The case is a legacy issue for Count, as Count Financial was owned by big four bank Commonwealth Bank. 

CountPlus (rebranded to Count in 2023) was founded in 2007 by Barry Lambert, who also started Count Financial before selling it for $373 million in 2011, which was later sold back in 2019 for $2.5 million. 

Commonwealth Bank agreed to provide $300 million to cover remediation as part of the sale, which increased to $520 million in 2022. 

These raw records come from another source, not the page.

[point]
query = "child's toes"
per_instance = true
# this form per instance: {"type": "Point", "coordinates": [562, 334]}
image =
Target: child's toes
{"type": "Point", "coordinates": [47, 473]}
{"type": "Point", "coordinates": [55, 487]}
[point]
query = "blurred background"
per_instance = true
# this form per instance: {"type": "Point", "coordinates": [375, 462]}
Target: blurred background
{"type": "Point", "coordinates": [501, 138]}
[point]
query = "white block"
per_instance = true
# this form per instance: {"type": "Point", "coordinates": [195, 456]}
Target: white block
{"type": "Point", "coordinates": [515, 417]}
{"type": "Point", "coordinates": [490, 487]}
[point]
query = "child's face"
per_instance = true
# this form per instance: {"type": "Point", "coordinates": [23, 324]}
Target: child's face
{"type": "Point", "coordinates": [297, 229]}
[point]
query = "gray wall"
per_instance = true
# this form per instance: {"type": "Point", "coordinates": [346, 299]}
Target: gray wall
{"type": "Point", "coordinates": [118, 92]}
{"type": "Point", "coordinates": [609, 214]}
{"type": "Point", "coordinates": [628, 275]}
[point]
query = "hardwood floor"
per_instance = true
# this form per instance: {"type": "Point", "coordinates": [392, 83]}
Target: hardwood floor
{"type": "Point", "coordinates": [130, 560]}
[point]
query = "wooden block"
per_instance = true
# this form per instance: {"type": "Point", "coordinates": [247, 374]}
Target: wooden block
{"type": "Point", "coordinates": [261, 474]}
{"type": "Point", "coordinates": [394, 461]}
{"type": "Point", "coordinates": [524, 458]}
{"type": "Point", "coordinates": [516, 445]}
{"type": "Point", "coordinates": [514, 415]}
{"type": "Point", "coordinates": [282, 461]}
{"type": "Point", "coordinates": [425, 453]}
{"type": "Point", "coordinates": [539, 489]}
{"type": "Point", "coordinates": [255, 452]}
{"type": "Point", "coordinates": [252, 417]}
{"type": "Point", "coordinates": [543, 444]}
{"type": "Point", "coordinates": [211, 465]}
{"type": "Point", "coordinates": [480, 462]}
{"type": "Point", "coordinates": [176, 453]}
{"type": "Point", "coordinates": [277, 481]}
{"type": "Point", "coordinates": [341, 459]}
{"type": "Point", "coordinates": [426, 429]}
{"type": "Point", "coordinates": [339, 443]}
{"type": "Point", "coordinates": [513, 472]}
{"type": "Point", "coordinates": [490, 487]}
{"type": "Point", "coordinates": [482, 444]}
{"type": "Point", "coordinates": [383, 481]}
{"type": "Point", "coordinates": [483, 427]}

Former Commonwealth Bank executive general manager of wealth management advice Hugh Humphrey was appointed in 2022, replacing Matthew Rowe who departed earlier in the year. 

Rowe had spent the proceeding years reshaping Count Financial into a fee for service business after the Hayne royal commission banned grandfathered commissions. 

Humphrey’s tenure at Count has seen the takeover of peer licensee Diverger to become one of the largest licensee owners in the country, finalising client remediation. 

Around 91 per cent of Count advisers expressed satisfaction with the licensee, according to last year’s CoreData licensee research. The latest industry results are due to be presented at the 2025 Professional Planner Licensee Summit in the NSW Blue Mountains on 23-24 June.